I forgive my parents. I open my heart in understanding and forgiveness to them for not talking with me about my actions and to myself for my behaviors during those years.


  1. I have heard a lot about the power of forgiveness. I imagine for most of us it is easier said than done. And maybe forgiving one's self is hardest? I am impressed with the clarity that you now have as you look back and consider your parents actions.

  2. I tried a 10 step program once...Emotions Anonymous. I couldn't relate it to my problems. I couldn't get into the higher power aspect.

    I can see that OA is helping you to sort out your past and present.
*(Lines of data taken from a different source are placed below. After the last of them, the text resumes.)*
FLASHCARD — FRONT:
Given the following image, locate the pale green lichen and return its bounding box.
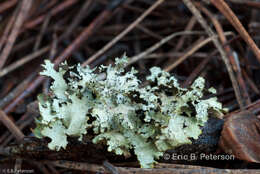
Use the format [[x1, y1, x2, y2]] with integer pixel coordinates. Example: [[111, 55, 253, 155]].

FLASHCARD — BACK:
[[34, 56, 223, 168]]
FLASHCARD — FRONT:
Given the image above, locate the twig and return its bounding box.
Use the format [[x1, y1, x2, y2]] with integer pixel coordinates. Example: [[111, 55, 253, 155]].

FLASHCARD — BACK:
[[82, 0, 164, 66], [33, 13, 51, 51], [164, 32, 232, 72], [0, 46, 50, 77], [24, 0, 78, 30], [210, 0, 260, 62], [196, 3, 251, 106], [183, 0, 245, 108], [0, 0, 32, 69], [61, 0, 93, 38], [0, 0, 17, 13], [128, 31, 205, 65]]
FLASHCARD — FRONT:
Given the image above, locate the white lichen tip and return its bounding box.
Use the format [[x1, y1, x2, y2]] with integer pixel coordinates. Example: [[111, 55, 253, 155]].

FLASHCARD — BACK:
[[34, 55, 223, 168]]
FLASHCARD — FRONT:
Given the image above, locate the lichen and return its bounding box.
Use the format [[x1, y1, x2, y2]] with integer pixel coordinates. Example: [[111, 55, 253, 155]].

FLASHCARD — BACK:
[[34, 56, 223, 168]]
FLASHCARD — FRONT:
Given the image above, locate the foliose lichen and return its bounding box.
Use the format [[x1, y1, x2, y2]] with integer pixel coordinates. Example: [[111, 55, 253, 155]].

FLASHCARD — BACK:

I hope you continue to find the way to find peace and happiness.

    Funny how I can see how some of the issues you have talked about have certainly powered your addictions, but don't understand that about myself.

    My brother lived and died an alcoholic. I don't ever remember my mother acknowledging it. If anything she enabled it. I know my father and brother had heated words about it a lot. No one ever did anything to help him. I am sure they didn't have a clue how to help. Back then, things just weren't like they are now. Not many knew these problems were an illness, but thought them to be a weakness.

    Best wishes Robin. I'm pulling for you to work all this out.

  3. I'm sorry your folks didn't notice, or didn't realize, that you were having so many problems. I think that maybe all the reasons you listed had something to do with that. The fact that you can forgive your parents and yourself (and that's the hardest of all) and then be here in the present to notice yourself and take action is an amazing thing and speaks to your inner strengths and willingness to grow and change.

    This lights up a lot of my family stuff... My folks never, ever noticed me. I was generally ignored through my growing up years, and I have to admit, it kind of suited me. I had a lot more freedom than my friends did. But I also got no encouragement in anything. It seemed normal to me at the time, but looking back, I can't help but wonder, "what if..." In spite of my mom's and step-father's alcoholism, or maybe because of it, I never drank much and don't drink at all now. If I'm addicted to anything, it's probably books, art, beads, and fibers, and I can channel that into good things, I believe.

  4. There are probably many other possible reasons why your parents didn't say anything. One that occurs to me is that they did not want to give you the impression that they disapproved of you or the way you were behaving. Perhaps they were aware of your negative self image and didn't want you to think they saw you in a negative light.

    Sometimes my husband and I choose to not to say something to his sons. Our concern is that if they think we disapprove of certain activities, they won't feel they can come to us if/when they want to talk to us about it.

  5. When I get to thinking about what might have been, I try very hard (for both myself and others) to believe that I did the very best I could at the time, knowing what I knew then, and being the person I was then.
    For me, the best answer to past regrets is to make choices today that I will not regret in the future.

  6. I am the oldest of 5 kids, too, though not so much space between siblings. I know my mom worried about my weight when it became apparent that I took after my dad's side of the family. she was supportive of my dieting attempts (and my dad's) without being judgmental. It really didn't make a difference in the long run.

    I think if you are like me and just plain didn't get enough attention and nurturing and found solice in food, pointing out the errors of your ways would not solve them. Maybe it would make you look at them...but you know it is more complicated.